A loss function (also called a cost function or objective function) is a mathematical measure of how wrong a model’s predictions are compared to the true values. During training, the optimization algorithm minimizes the loss function by adjusting model weights. The choice of loss function defines what “correct” means for your model.

Common Loss Functions

Cross-entropy loss is used for classification tasks. It measures the difference between the predicted probability distribution and the true label. Binary cross-entropy handles two-class problems; categorical cross-entropy handles multi-class problems. This is the standard loss for text classification, image classification, and language modeling (next-token prediction).

Mean squared error (MSE) measures the average squared difference between predicted and true continuous values. Used for regression tasks like price prediction, demand forecasting, and sensor value estimation.

Mean absolute error (MAE) measures the average absolute difference. Less sensitive to outliers than MSE, making it preferable when your data contains extreme values you do not want to dominate training.

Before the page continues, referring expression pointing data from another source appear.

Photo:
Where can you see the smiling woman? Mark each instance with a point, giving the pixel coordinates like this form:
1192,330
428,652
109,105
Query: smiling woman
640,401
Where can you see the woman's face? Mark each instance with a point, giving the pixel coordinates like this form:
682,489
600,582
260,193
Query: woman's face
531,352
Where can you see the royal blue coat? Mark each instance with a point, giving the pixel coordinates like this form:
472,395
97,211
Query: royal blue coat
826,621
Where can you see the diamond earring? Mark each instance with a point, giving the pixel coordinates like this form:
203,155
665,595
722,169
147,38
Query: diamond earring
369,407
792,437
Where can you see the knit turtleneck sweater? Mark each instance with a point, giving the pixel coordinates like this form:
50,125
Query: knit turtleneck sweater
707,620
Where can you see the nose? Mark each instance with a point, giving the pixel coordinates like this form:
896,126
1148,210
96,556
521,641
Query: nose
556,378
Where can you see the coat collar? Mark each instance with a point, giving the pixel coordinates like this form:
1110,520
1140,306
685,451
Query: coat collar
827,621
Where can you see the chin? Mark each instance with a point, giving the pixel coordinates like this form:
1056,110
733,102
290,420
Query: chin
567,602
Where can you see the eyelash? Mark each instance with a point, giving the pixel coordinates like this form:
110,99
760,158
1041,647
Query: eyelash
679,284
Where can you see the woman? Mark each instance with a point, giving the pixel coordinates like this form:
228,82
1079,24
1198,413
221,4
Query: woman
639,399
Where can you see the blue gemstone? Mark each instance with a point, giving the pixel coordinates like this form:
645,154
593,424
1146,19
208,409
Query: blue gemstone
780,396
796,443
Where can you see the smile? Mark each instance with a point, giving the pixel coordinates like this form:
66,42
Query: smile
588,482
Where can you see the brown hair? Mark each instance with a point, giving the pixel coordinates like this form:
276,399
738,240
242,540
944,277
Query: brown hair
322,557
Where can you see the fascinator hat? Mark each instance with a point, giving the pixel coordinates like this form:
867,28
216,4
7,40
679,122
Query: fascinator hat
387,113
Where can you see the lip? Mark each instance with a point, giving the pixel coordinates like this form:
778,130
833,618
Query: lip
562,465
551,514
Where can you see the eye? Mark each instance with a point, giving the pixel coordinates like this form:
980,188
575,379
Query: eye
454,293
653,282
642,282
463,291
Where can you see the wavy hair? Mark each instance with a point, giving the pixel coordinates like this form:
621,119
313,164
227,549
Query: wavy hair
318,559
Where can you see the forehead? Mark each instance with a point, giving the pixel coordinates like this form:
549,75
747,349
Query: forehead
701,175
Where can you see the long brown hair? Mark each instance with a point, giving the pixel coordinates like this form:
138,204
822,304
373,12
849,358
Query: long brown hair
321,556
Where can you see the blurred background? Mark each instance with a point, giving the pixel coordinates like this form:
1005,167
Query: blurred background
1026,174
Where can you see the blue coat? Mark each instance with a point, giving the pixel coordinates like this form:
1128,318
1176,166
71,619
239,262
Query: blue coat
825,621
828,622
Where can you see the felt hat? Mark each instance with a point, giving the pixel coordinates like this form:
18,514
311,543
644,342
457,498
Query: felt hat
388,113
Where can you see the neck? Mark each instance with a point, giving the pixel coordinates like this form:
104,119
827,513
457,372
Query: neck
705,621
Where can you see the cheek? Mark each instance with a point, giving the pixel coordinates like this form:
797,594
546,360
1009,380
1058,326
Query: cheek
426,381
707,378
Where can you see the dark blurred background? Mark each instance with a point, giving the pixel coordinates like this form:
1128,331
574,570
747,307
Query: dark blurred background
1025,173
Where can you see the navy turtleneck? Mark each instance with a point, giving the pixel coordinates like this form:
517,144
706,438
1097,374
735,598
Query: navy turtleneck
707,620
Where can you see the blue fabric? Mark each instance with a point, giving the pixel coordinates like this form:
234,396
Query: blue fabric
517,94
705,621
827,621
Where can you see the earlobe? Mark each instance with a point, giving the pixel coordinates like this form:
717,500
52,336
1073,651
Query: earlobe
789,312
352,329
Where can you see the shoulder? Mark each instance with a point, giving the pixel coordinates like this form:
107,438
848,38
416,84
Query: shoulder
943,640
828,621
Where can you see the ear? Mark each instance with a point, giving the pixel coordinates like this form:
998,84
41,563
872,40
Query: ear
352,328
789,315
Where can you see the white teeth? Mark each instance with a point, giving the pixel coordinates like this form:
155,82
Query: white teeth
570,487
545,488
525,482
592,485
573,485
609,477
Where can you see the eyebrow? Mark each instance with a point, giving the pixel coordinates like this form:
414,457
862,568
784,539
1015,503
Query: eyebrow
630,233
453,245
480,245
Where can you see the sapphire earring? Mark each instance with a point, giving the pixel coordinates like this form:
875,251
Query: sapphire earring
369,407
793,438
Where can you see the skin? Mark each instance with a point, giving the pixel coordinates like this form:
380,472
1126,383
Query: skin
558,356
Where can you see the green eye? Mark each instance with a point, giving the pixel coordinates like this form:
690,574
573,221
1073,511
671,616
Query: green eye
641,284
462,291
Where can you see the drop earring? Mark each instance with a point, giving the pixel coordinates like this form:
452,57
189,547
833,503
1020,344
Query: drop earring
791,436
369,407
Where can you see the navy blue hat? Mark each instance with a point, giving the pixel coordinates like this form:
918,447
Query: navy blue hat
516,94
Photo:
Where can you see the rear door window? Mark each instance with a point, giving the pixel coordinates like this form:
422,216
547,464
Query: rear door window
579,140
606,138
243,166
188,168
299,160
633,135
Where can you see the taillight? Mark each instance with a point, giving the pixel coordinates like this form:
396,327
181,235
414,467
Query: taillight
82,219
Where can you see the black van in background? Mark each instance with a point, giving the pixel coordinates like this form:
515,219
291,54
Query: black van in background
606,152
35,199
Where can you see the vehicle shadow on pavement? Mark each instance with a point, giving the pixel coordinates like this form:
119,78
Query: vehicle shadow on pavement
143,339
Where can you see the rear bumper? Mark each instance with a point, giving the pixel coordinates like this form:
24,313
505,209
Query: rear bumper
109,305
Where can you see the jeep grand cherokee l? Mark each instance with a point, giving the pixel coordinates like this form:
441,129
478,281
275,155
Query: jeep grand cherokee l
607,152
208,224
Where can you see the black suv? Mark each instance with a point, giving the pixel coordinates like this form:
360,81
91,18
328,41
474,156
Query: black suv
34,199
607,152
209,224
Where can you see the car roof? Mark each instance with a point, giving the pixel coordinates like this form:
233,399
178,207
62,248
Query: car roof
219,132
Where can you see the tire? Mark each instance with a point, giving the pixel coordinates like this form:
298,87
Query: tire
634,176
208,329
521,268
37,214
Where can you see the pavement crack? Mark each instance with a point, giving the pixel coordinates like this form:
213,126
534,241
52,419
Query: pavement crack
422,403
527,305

Contrastive loss and triplet loss are used in embedding learning, training models to produce similar embeddings for similar items and distant embeddings for dissimilar items. This is how embedding models for RAG systems are trained.

Why It Matters

The loss function is what the model optimizes, so it must align with your actual business objective. A model that minimizes MSE treats all errors equally - a 10% error on a $100 item and a $10,000 item contribute differently to business impact but equally to MSE. Custom loss functions or class-weighted losses can align training with business priorities.

Practical Considerations

For most standard tasks, use the established loss function: cross-entropy for classification, MSE or MAE for regression. When standard losses produce models that are technically accurate but misaligned with business needs, consider custom losses that weight different types of errors according to their business impact. For example, in fraud detection, the cost of missing a fraudulent transaction far exceeds the cost of a false positive, which justifies asymmetric loss weighting.

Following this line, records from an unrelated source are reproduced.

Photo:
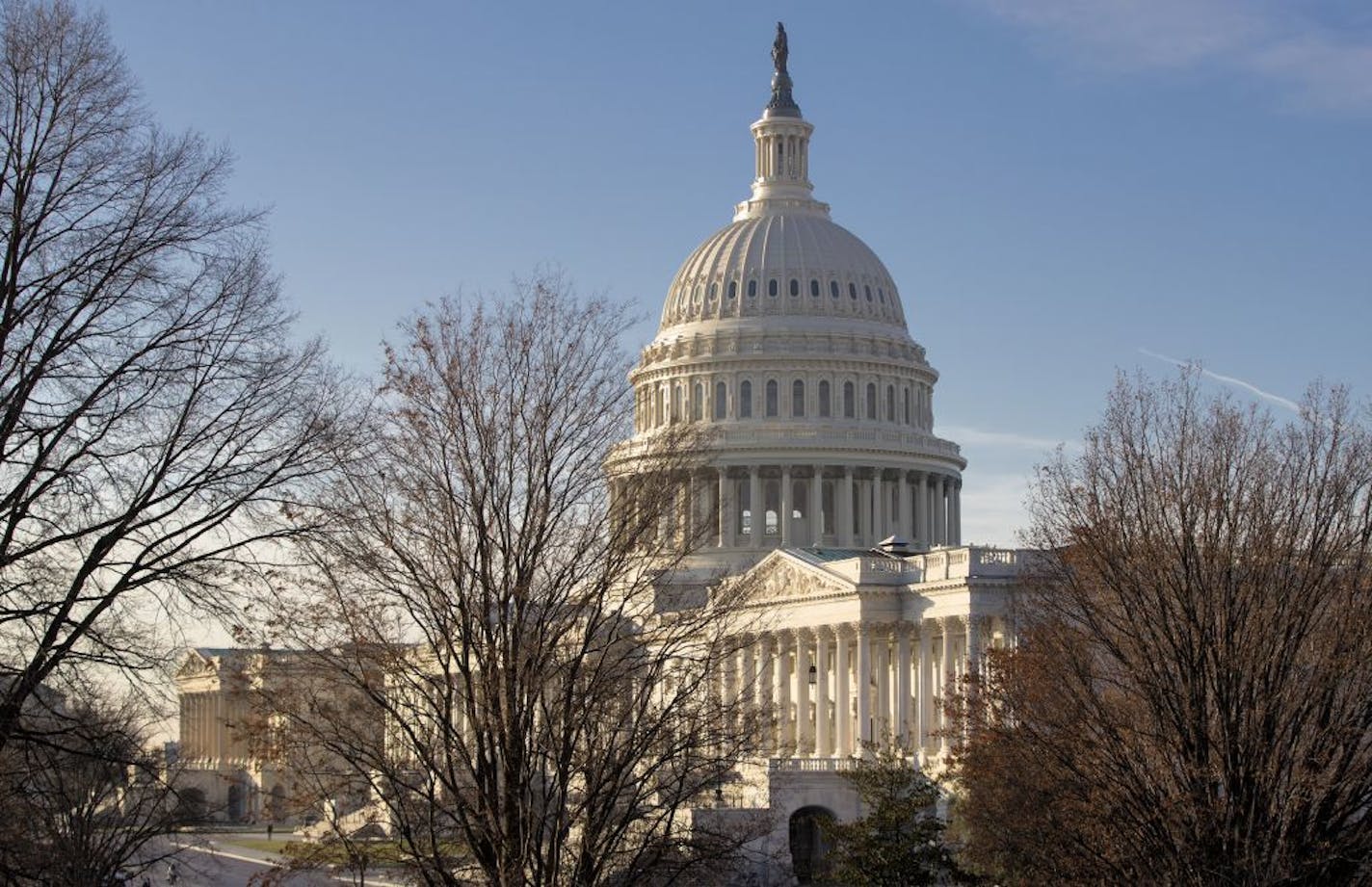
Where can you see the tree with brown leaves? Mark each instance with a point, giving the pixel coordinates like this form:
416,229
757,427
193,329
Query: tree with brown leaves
552,715
155,416
1191,699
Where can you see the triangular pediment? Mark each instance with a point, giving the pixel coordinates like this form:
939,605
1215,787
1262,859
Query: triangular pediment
195,664
782,576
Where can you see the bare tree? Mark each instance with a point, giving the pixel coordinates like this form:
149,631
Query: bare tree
552,715
81,796
1191,702
154,414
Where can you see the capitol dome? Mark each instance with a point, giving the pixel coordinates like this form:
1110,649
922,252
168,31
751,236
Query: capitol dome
790,264
783,339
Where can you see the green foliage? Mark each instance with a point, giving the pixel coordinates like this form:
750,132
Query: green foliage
899,842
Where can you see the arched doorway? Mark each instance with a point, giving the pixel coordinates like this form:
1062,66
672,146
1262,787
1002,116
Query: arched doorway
808,845
235,802
190,806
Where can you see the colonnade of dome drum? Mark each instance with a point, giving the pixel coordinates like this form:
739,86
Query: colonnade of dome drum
818,505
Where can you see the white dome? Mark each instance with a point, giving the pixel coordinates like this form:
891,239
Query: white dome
793,264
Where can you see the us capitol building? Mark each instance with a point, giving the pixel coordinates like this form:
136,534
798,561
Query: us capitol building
828,487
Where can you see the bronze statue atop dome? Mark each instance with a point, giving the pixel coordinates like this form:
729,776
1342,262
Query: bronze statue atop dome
779,49
780,102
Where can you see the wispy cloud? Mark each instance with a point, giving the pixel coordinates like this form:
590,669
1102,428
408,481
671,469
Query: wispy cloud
1326,64
967,434
1228,380
993,508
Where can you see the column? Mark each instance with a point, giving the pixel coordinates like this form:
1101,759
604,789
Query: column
217,720
747,665
926,682
880,499
767,690
754,508
786,506
922,509
843,699
955,530
945,676
863,687
903,491
864,513
940,510
881,663
726,511
805,732
822,744
845,509
816,506
971,639
903,685
780,685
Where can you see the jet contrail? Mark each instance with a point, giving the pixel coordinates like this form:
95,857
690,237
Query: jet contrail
1227,380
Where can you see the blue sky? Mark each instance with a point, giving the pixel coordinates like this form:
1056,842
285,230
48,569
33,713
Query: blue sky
1060,188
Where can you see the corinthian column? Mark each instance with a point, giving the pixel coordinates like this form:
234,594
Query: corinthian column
757,515
726,510
786,506
822,744
903,685
805,734
845,509
843,698
816,506
861,679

Monitor both the loss value and business metrics during training. A decreasing loss that does not improve business metrics indicates a misalignment between the loss function and the actual objective.

Sources

  • Goodfellow, I., Bengio, Y., & Courville, A. (2016). Deep Learning. MIT Press. Chapter 6: Deep Feedforward Networks — cross-entropy and MSE loss derivations. Free online at deeplearningbook.org.
  • Vapnik, V. (1998). Statistical Learning Theory. Wiley. (Theoretical foundation relating loss functions to generalization risk.)
  • Schroff, F., Kalenichenko, D., & Philbin, J. (2015). FaceNet: A unified embedding for face recognition and clustering. CVPR 2015. (Triplet loss for metric learning.)